Minnesota Statutes, section 245C.02, subdivision 16, states:
“Recurring maltreatment” means more than one incident of maltreatment for which there is a preponderance of evidence that maltreatment occurred and that the subject was responsible for the maltreatment.
Minnesota Statutes, section 245C.02, subdivision 18, states:
"Serious maltreatment" means sexual abuse, maltreatment resulting in death, neglect resulting in serious injury which reasonably requires the care of a physician whether or not the care of a physician was sought, or abuse resulting in serious injury. For purposes of this definition, "care of a physician" is treatment received or ordered by a physician, physician assistant, or nurse practitioner, but does not include diagnostic testing, assessment, or observation; the application of, recommendation to use, or prescription solely for a remedy that is available over the counter without a prescription; or a prescription solely for a topical antibiotic to treat burns when there is no follow-up appointment. For purposes of this definition, "abuse resulting in serious injury" means: bruises, bites, skin laceration, or tissue damage; fractures; dislocations; evidence of internal injuries; head injuries with loss of consciousness; extensive second-degree or third-degree burns and other burns for which complications are present; extensive second-degree or third-degree frostbite and other frostbite for which complications are present; irreversible mobility or avulsion of teeth; injuries to the eyes; ingestion of foreign substances and objects that are harmful; near drowning; and heat exhaustion or sunstroke. Serious maltreatment includes neglect when it results in criminal sexual conduct against a child or vulnerable adult.

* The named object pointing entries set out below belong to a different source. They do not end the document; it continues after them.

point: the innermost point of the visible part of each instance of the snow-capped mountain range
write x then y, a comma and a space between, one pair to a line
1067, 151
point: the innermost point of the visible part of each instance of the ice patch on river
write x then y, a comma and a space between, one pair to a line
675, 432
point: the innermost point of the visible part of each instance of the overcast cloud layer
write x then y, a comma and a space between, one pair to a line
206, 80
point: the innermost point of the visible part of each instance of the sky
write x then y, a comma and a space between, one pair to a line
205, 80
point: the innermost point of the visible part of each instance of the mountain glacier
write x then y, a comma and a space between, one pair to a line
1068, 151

It was determined that the substantiated neglect for which the SP was responsible was “recurring” maltreatment because the SP stole on more than one occasion while with and responsible for the supervision and care of the VAs but was not “serious” maltreatment because the VAs did not sustain injury.
Action Taken by Facility:
The facility completed an Internal Review and determined that policies and procedures were adequate but not followed. The SP no longer worked for the facility.
Action Taken by Department of Human Services, Office of Inspector General:
The SP was notified that s/he was responsible for recurring maltreatment and that any future background studies for facilities, programs, organizations, and/or agencies that are required to have individuals complete a background study by the Department of Human Services as listed in Minnesota Statutes, section 245C.03, will result in his/her disqualification. The determination that the SP was responsible for maltreatment is subject to appeal.